Determining which languages are related to which is significantly more difficult than you might expect.
English, for example. Most people know that it's a Germanic language, related not only to German but to Dutch, Flemish, and (more distantly), to the Scandinavian languages. This shows most strongly in the basic vocabulary; the majority of our common verbs and nouns, as well as pronouns, prepositions, and conjunctions, have Anglo-Saxon -- i.e., Germanic -- origin.
However, consider the first sentence in this post. The words which, are, to, is, more, than, you, and might are Germanic; but the more complicated words (determining, languages, related, significantly, difficult, and expect) -- the ones that carry most of the meaning -- are all Latin in origin. So is English actually a Romance language?
It isn't, of course, but a superficial look at the language might well push you to reach the wrong conclusion. Most of our words of Greek and Latin origin were either via the Norman French spoken by the conquerors and ruling class in England who came in during the eleventh century, or later borrow-words that slipped into common parlance from their use in legal, scientific, and religious contexts. English, in fact, has borrowed words from just about every language it's contacted. A few interesting ones:
- algorithm (Arabic)
- loot (Hindi)
- torso (Italian)
- ketchup (Malay, by way of Chinese)
- easel (Dutch)
- sauna (Finnish)
- amen (Hebrew)
- chess and checkmate (Farsi)
- coffee (Turkish)
- icon (Greek, possibly via Russian)
- chocolate (Nahuatl)
- hurricane (Taino)
- tattoo (Samoan)
We English-speaking linguists are lucky, because the written records for English and its antecedents are generally excellent. We have a highly-detailed map of how the language evolved, and even in the case of borrow-words, we can often pinpoint not only where they came from, but when they entered the English language. Things are far murkier with languages that have a poorer -- or completely nonexistent -- written history. In that case, we're left with the immense task of using similarities in word roots and syntactic structure as the basis for inferring where a language fits in the overall family tree.
And sometimes even that isn't enough. There are a good number of languages for which we have been unable to establish a clear relationship to any other; these are called language isolates, and include Basque, Sandawe (a language spoken in Tanzania), Zuni, Huave (an indigenous language in Mexico), Burushaski (spoken by about 100,000 people in Pakistan), and -- amazingly -- Japanese and Korean.

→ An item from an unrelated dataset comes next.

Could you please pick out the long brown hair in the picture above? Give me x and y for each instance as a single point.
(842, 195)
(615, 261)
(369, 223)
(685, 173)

In fact, it's the latter two that are why this topic comes up today. Both Japanese and Korean are of unclear relationship to each other and to the other languages in the region. The Japanese writing system is largely borrowed from Chinese; the Japanese kanji is an ideographic script that uses many identical characters to those in Chinese (although the pronunciations, and some of the meanings/connotations, are completely different). Korean writing, on the other hand, is of known provenance; the script (hangul) is a phonetic alphabet that was invented by the fifteenth-century King Sejong to give the speakers of Korean a standard, easily-learned way of writing the language.
So despite having complex and well-studied writing systems, the historical records of Japanese and Korean don't help us a lot with establishing how they fit in with other Asian language families. But some research published last week in Nature, which I found out from loyal reader of Skeptophilia Gil Miller, has proposed a solution to the mystery. Using computational analysis to map out not only the related features between the languages but their degree of separation -- analogous to the genetic bootstrap analysis used by evolutionary biologists to determine when the common ancestor between two species existed -- they figured out that not only are Japanese and Korean distantly related to each other, they're also related to Mongolian, to the Tungusic languages of eastern Siberia and Manchuria, and to... Turkish!"We have languages, archaeology and genetics which all have dates. So we just looked to see if they correlated," said study co-author Martine Robbeets, of the Max Planck Institute for the Science of Human History, in an interview with New Scientist. "We all identify ourselves with language. It’s our identity. We often picture ourselves as one culture, one language, one genetic profile. Our study shows that like all populations, those in Asia are mixed."